出所:MARKETSPEEDⅡを元に筆者作成

 先週のNYダウは25日移動平均線を意識したもみ合いから、週末にかけて上昇を加速させ、週末7月2日(金)の取引では、終値ベースでの最高値を更新してきました。下段のMACDもシグナルや「0ドル」ラインを上抜けており、上方向への意識を強めているように見えます。

■(図4)米S&P500(日足)とMACD(2021年7月2日取引終了時点)

出所:MARKETSPEEDⅡを元に筆者作成

 S&P500については、7営業日連続で最高値更新が続いています。ローソク足の並びもジリ高から週末にかけて上昇に勢いが出始めているようにも見えます。

 また、最近のS&P500は、5日移動平均線が下向きになった時に、株価が25日移動平均線の攻防まで調整することが多いことは、一応認識しておく必要がありそうです。

■(図5)米NASDAQ(日足)とMACD(2021年7月2日取引終了時点)

出所:MARKETSPEEDⅡを元に筆者作成

 NASDAQは直近高値を超えたあたりから上昇に勢いが出始め、足元ではS&P500のように連日ではありませんが、最高値を更新する場面が増えています。下段のMACDも順調に右肩上がりを描いています。

 それぞれの米株指数を日足チャートでみた場合、米株市場には死角がないようにも見えますが、あえて言えば、週末の一段高の強さがポイントかもしれません。

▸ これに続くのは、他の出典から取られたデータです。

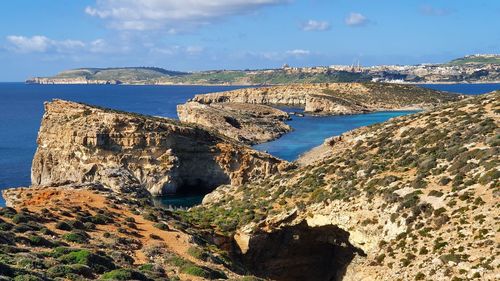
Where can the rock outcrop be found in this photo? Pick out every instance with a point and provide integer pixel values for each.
(336, 98)
(247, 123)
(413, 198)
(70, 81)
(78, 143)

 米雇用統計を受けて、3指数がそろって最高値を更新したことは先ほども述べた通りですが、最近の米株市場は、例えば、NYダウが上昇する一方でNASDAQが下落するといった具合に、米金利や景況感の動向に合わせて、景気敏感銘柄をはじめとするバリュー株とIT・ハイテク銘柄を中心とするグロース株とのあいだを交互に売り買いしながら株価水準を保ってきました。

 それが、先週末にそろって上昇したことで、米株市場が新たな上昇局面に入った可能性がある一方、「いいところ取り」で楽観ムードが強まっているだけの可能性もあり、どちらなのかを見極めていくことになりそうです。

 仮に後者だった場合、そのかみ合わせがズレた際に、大きな調整局面が訪れる展開も有り得ますが、足元では、決算シーズンが近いことによる業績期待と、米金利市場や為替市場の落ち着きが共存している環境でもあるため、米株市場は利益確定売りなどをこなしつつ、株価の上昇基調が続くかもしれません。